Il existe cependant une exception à cette règle, s’agissant des accords de méthode visés à l’article L.1233-21 du Code du travail, c’est-à-dire des accords portant sur les modalités d’information et de consultation du comité social et économique (ou du comité d’entreprise) en cas de licenciement économique d’au moins 10 salariés sur une période de 30 jours. Bien que la mise en place de cette mesure soit subordonnée à la conclusion d’un accord collectif, il ne sera pas possible de la mettre en œuvre en concluant un accord collectif avec des élus du personnel non mandatés.
D’une manière générale, toutes les mesures qui peuvent être mises en place par une décision unilatérale de l’employeur, sont exclues du champ de la négociation avec des élus du personnel non mandatés.
En revanche, les élus du personnel et les salariés, lorsqu’ils sont mandatés par une organisation syndicale représentative, peuvent négocier des accords collectifs dans tous les domaines, sauf lorsque la loi réserve expressément la mise en place d’une mesure à la conclusion d’un accord collectif avec les organisations syndicales représentatives dans l’entreprise.
Quel que soit leur domaine, la loi assure désormais la primauté de ces accords collectifs d’entreprise sur les accords de branche et les accords interprofessionnels, sauf dans les domaines et dans les conditions limitativement énumérés par les articles L.2253-1 et L.2253-2 du Code du travail.
A cette distinction tenant à l’étendue du champ de la négociation s’ajoute des différences tenant aux conditions de validité des accords conclus, lesquelles sont également définies selon la qualité des signataires.

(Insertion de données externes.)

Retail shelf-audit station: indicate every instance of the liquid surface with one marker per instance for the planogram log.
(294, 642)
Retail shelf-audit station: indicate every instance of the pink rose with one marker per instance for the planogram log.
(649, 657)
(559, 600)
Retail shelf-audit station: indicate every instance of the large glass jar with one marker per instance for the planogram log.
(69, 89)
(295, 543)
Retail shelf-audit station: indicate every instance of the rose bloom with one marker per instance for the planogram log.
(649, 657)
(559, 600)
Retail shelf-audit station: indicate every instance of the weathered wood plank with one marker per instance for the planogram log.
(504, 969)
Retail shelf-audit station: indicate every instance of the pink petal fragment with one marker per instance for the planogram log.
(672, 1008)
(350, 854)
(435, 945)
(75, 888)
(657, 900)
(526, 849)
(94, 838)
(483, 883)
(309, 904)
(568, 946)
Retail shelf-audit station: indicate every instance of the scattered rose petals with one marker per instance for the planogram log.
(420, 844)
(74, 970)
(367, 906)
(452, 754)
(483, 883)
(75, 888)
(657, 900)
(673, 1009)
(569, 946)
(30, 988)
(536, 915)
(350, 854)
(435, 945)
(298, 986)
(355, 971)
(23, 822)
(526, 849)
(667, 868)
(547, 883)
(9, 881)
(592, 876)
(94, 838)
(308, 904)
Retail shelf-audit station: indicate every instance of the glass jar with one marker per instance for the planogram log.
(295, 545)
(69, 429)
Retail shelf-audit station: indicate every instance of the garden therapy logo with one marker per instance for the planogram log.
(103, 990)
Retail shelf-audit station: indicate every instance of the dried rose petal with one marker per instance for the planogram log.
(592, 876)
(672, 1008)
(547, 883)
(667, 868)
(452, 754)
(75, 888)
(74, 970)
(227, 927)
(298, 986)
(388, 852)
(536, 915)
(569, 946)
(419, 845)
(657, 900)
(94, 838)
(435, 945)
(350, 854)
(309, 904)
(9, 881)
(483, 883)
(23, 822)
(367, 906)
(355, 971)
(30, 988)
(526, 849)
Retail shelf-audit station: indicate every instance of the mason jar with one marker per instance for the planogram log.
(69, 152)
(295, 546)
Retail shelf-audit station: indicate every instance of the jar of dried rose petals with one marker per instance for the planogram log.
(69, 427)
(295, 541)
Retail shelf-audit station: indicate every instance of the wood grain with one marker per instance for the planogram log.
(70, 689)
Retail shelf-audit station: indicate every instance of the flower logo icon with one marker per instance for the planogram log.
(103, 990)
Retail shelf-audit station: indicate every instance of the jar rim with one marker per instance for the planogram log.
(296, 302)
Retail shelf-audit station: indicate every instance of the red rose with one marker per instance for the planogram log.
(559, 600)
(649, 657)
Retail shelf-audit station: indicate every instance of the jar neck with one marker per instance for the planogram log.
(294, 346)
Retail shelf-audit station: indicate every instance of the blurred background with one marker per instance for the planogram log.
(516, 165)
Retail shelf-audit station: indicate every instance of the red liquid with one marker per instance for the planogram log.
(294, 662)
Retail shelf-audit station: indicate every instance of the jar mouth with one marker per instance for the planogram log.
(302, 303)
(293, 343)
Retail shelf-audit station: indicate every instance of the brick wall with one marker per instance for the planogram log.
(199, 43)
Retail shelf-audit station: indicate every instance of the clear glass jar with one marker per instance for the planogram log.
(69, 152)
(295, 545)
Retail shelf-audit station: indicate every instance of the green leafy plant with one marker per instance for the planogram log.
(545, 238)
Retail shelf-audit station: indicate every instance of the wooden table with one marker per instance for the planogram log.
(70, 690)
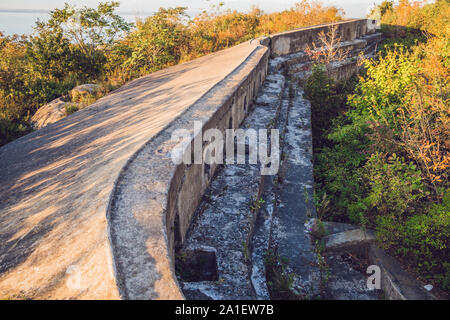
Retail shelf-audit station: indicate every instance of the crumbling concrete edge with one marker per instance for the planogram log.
(112, 198)
(396, 283)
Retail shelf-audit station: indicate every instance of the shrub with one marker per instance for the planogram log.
(422, 240)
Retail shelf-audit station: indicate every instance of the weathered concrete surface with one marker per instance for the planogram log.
(60, 186)
(225, 220)
(55, 183)
(154, 199)
(297, 40)
(396, 283)
(348, 239)
(49, 113)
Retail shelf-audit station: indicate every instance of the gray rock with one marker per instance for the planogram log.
(347, 239)
(49, 113)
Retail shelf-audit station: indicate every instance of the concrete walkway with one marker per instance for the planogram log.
(55, 183)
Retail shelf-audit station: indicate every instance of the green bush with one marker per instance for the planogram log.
(422, 240)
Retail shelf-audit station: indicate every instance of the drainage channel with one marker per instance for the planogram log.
(220, 236)
(250, 238)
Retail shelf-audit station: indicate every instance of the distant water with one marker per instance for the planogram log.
(23, 22)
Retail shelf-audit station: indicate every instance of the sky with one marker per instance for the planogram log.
(20, 22)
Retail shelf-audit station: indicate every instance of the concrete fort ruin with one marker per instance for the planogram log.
(92, 207)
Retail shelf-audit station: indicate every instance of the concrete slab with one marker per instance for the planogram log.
(55, 183)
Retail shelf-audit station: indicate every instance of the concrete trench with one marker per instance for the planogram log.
(243, 216)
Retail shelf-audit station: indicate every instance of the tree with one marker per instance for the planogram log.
(92, 32)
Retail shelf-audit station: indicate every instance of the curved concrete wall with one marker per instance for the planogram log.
(113, 157)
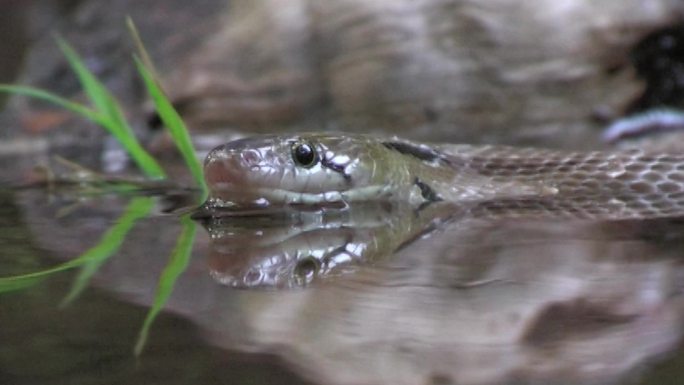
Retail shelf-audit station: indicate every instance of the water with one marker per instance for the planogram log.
(378, 294)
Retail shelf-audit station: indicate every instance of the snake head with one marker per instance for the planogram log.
(298, 169)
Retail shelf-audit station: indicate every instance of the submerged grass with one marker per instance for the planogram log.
(106, 112)
(110, 242)
(178, 262)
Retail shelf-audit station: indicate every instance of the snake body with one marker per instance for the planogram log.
(329, 169)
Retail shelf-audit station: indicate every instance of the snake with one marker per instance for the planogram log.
(328, 169)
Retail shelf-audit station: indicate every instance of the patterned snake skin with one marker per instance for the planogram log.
(627, 184)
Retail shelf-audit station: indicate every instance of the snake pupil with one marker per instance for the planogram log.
(304, 155)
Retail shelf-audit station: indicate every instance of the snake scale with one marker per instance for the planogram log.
(331, 169)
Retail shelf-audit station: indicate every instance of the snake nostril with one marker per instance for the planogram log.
(251, 157)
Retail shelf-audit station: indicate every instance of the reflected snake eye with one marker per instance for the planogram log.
(304, 155)
(306, 270)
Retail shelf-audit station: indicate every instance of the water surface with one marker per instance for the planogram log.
(377, 295)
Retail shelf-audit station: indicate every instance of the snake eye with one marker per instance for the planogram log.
(304, 155)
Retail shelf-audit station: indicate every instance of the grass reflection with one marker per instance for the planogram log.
(105, 111)
(93, 258)
(178, 262)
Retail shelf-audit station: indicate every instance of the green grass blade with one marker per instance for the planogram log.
(173, 122)
(178, 262)
(98, 255)
(108, 245)
(113, 118)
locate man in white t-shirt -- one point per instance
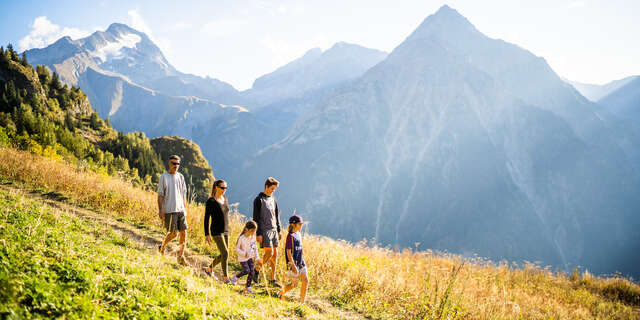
(172, 209)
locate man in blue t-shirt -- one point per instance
(297, 268)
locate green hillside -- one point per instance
(57, 264)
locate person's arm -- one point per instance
(240, 247)
(184, 195)
(256, 217)
(160, 197)
(277, 218)
(254, 248)
(207, 218)
(160, 201)
(289, 255)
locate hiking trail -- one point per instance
(149, 239)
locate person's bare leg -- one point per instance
(272, 262)
(168, 238)
(303, 287)
(183, 240)
(287, 288)
(266, 258)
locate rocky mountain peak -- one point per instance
(445, 23)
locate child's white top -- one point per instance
(247, 248)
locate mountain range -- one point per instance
(596, 92)
(463, 143)
(453, 141)
(128, 80)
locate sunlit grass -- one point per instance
(377, 282)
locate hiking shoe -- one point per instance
(209, 273)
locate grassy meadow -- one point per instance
(378, 283)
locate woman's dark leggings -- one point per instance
(247, 269)
(222, 241)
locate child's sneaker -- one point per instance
(210, 273)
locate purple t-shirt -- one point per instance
(294, 242)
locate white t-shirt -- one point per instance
(247, 248)
(173, 189)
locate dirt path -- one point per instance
(151, 239)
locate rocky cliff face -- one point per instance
(316, 70)
(466, 144)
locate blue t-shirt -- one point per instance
(294, 242)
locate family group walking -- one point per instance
(264, 229)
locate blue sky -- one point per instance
(237, 41)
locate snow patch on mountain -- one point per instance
(113, 49)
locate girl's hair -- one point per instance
(248, 226)
(216, 183)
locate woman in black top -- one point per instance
(216, 225)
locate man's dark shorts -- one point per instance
(269, 239)
(175, 221)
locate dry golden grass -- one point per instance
(376, 281)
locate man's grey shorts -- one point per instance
(269, 239)
(175, 221)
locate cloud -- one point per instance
(137, 22)
(181, 25)
(44, 32)
(224, 27)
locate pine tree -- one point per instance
(96, 122)
(55, 82)
(24, 59)
(13, 55)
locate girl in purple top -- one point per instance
(296, 267)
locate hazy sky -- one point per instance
(236, 41)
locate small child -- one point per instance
(247, 250)
(296, 267)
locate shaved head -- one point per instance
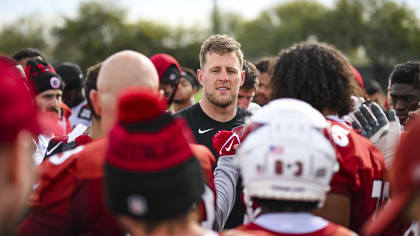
(119, 71)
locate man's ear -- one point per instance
(242, 78)
(200, 76)
(94, 97)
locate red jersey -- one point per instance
(69, 199)
(361, 175)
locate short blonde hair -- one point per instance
(220, 44)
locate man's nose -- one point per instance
(223, 75)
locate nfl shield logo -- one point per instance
(55, 82)
(137, 205)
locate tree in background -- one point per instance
(25, 32)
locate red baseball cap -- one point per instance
(17, 108)
(405, 179)
(358, 77)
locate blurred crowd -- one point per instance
(298, 144)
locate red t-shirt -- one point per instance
(362, 173)
(69, 199)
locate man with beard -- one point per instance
(73, 96)
(48, 87)
(221, 75)
(187, 88)
(405, 89)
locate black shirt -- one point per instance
(204, 127)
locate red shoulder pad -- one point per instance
(56, 182)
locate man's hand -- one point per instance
(382, 128)
(226, 142)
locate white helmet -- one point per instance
(288, 156)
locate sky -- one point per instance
(174, 12)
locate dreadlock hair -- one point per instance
(316, 73)
(406, 73)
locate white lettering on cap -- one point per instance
(137, 205)
(55, 82)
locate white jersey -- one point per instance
(41, 148)
(81, 114)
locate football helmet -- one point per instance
(288, 155)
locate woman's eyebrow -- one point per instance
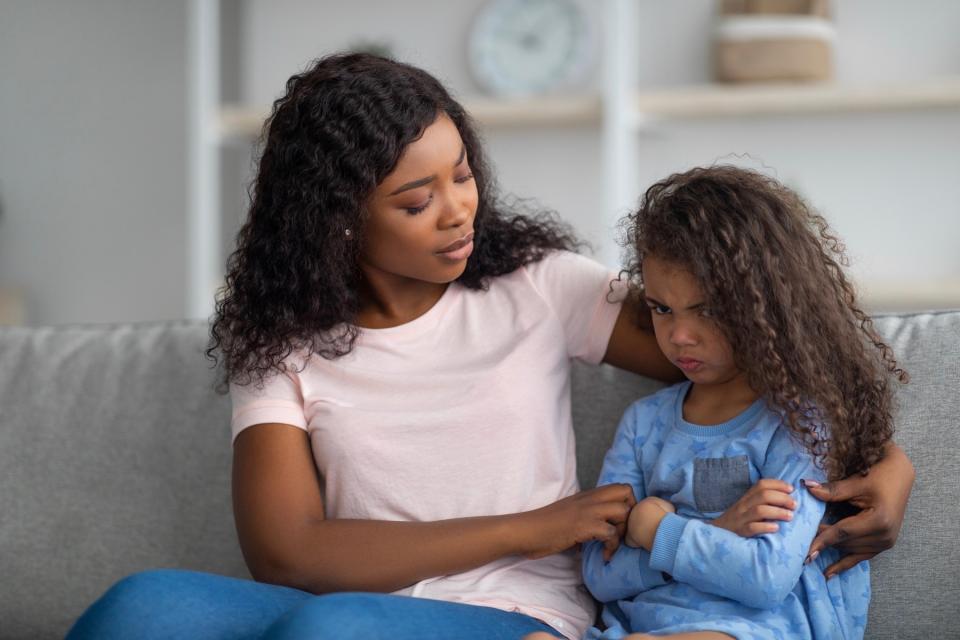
(423, 181)
(414, 184)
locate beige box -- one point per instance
(787, 59)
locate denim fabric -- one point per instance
(185, 604)
(719, 482)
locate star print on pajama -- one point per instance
(700, 577)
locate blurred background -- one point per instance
(128, 128)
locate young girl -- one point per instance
(787, 379)
(398, 343)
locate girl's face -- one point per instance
(420, 224)
(686, 333)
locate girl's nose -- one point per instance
(682, 336)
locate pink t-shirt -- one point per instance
(464, 411)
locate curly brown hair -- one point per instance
(293, 281)
(771, 270)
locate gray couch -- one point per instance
(115, 457)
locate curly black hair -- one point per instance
(294, 279)
(772, 273)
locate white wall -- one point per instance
(886, 181)
(93, 134)
(92, 157)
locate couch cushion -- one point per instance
(114, 457)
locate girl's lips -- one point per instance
(688, 364)
(459, 250)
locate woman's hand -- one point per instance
(644, 520)
(881, 496)
(750, 516)
(596, 514)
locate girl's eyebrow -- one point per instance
(423, 181)
(693, 307)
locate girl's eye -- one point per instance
(415, 210)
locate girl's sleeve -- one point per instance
(586, 298)
(760, 571)
(278, 400)
(628, 572)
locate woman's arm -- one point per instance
(881, 496)
(633, 346)
(286, 539)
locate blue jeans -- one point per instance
(170, 603)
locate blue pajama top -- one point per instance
(703, 578)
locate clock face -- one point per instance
(528, 47)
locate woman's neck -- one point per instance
(710, 404)
(392, 301)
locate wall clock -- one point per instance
(531, 47)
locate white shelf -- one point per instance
(910, 295)
(785, 99)
(697, 101)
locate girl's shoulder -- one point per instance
(662, 402)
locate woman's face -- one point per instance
(686, 333)
(420, 224)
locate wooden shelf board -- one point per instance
(776, 99)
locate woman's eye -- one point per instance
(417, 209)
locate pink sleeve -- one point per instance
(279, 400)
(585, 296)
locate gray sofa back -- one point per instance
(115, 457)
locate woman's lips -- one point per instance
(688, 365)
(459, 250)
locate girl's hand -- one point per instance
(881, 496)
(644, 520)
(596, 514)
(750, 516)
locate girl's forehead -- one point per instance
(669, 278)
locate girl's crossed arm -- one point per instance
(628, 571)
(758, 571)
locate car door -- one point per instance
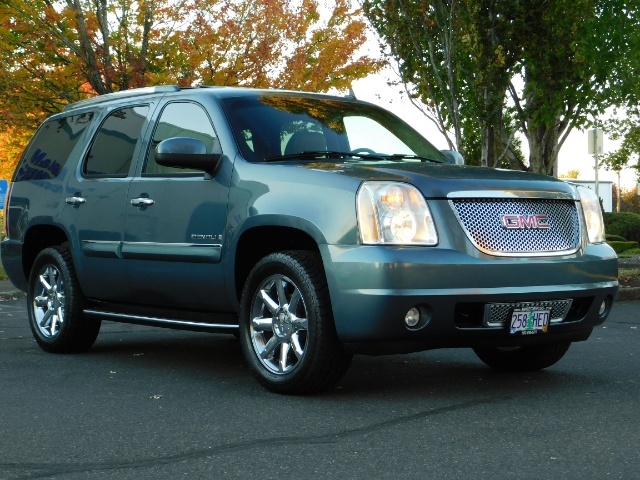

Des conditions de validité confirmées et précisées
Les conditions de validité des accords conclus dans les entreprises de 50 salariés et plus dépourvues de délégués syndicaux sont identiques à celles qui étaient applicables, avant l’ordonnance, aux accords conclus dans les entreprises dépourvues de délégué syndical, sans distinction d’effectif :
- les accords conclus avec des élus du personnel titulaires, mandatés par une organisation syndicale représentative doivent, pour être valables, avoir été approuvés par les salariés à la majorité des suffrages exprimés dans des conditions définies par décret, aux articles D. 2232-2 et suivants du code du travail ;
- les accords conclus avec des élus du personnel titulaires, non mandatés, doivent être conclus par des élus représentant la majorité des suffrages exprimés en faveur des membres du comité.Pour éviter une dilution des voix rendant difficile – voire impossible – la conclusion d’un accord collectif avec les membres du comité central, il est désormais précisé que, dans ce cas, la condition de majorité s’apprécie en tenant compte, pour chacun des membres titulaires de la délégation, d’un poids égal au rapport entre le nombre de suffrages exprimés dans l’établissement en faveur de ce membre et du nombre total des suffrages exprimés dans chaque établissement en faveur des membres titulaires composant ladite délégation ;
- les accords conclus avec un salarié mandaté par une organisation syndicale sont également soumis à l’approbation de la majorité des salariés, dans les mêmes conditions que les accords conclus avec des élus du personnel mandatés.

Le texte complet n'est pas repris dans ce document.